In yeast like in many other eukaryotes, fatty acids are stored in the biologically inert form of triacylglycerols (TG) and steryl esters (SE) as energy reserve and/or as membrane building blocks. In the present study, we identified gene products catalyzing formation of TG and SE in the methylotrophic yeast Pichia pastoris. Based on sequence homologies to Saccharomyces cerevisiae, the two diacylglycerol acyltransferases Dga1p and Lro1p and one acyl CoA:sterol acyltransferase Are2p from P. pastoris were identified. Mutants bearing single and multiple deletions of the respective genes were analyzed for their growth phenotype, lipid composition and the ability to form lipid droplets. Our results indicate that the above mentioned gene products are most likely responsible for the entire TG and SE synthesis in P. pastoris. Lro1p which has low fatty acid substrate specificity in vivo is the major TG synthase in this yeast, whereas Dga1p contributes less to TG synthesis although with some preference to utilize polyunsaturated fatty acids as substrates. In contrast to S. cerevisiae, Are2p is the only SE synthase in P. pastoris. Also this enzyme exhibits some preference for certain fatty acids as judged from the fatty acid profile of SE compared to bulk lipids. Most interestingly, TG formation in P. pastoris is indispensable for lipid droplet biogenesis. The small amount of SE synthesized by Are2p in a dga1∆lro1∆ double deletion mutant is insufficient to initiate the formation of the storage organelle. In summary, our data provide a first insight into the molecular machinery of non-polar lipid synthesis and storage in P. pastoris and demonstrate specific features of this machinery in comparison to other eukaryotic cells, especially S. cerevisiae.

Lipidome and proteome of lipid droplets from the methylotrophic yeast Pichia pastoris.

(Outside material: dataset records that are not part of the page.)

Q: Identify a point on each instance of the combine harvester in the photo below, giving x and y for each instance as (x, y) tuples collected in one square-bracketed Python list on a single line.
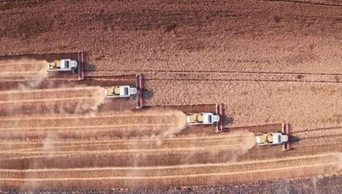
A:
[(69, 65), (275, 138), (126, 91), (207, 118)]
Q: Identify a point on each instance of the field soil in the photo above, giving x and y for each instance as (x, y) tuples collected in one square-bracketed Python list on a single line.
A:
[(269, 62)]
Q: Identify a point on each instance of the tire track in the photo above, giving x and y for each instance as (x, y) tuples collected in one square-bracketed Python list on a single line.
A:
[(241, 76)]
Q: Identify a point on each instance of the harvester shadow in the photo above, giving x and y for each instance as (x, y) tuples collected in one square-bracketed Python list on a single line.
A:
[(89, 67), (147, 94)]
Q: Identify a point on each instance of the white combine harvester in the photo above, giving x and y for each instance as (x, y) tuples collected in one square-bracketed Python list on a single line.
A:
[(275, 138), (202, 119), (207, 118), (63, 65), (126, 91), (69, 65), (120, 92)]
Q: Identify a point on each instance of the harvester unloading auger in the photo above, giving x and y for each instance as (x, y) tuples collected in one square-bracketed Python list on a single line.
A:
[(126, 91), (69, 65), (208, 118)]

Lipid droplets (LD) are the main depot of non-polar lipids in all eukaryotic cells. In the present study we describe isolation and characterization of LD from the industrial yeast Pichia pastoris. We designed and adapted an isolation procedure which allowed us to obtain this subcellular fraction at high purity as judged by quality control using appropriate marker proteins. Components of P. pastoris LD were characterized by conventional biochemical methods of lipid and protein analysis, but also by a lipidome and proteome approach. Our results show several distinct features of LD from P. pastoris especially in comparison to Saccharomyces cerevisiae. P. pastoris LD are characterized by their high preponderance of triacylglycerols over steryl esters in the core of the organelle, the high degree of fatty acid (poly)unsaturation and the high amount of ergosterol precursors. The high phosphatidylinositol to phosphatidylserine of ~7.5 ratio on the surface membrane of LD is noteworthy. Proteome analysis revealed equipment of the organelle with a small but typical set of proteins which includes enzymes of sterol biosynthesis, fatty acid activation, phosphatidic acid synthesis and non-polar lipid hydrolysis. These results are the basis for a better understanding of P. pastoris lipid metabolism and lipid storage and may be helpful for manipulating cell biological and/or biotechnological processes in this yeast.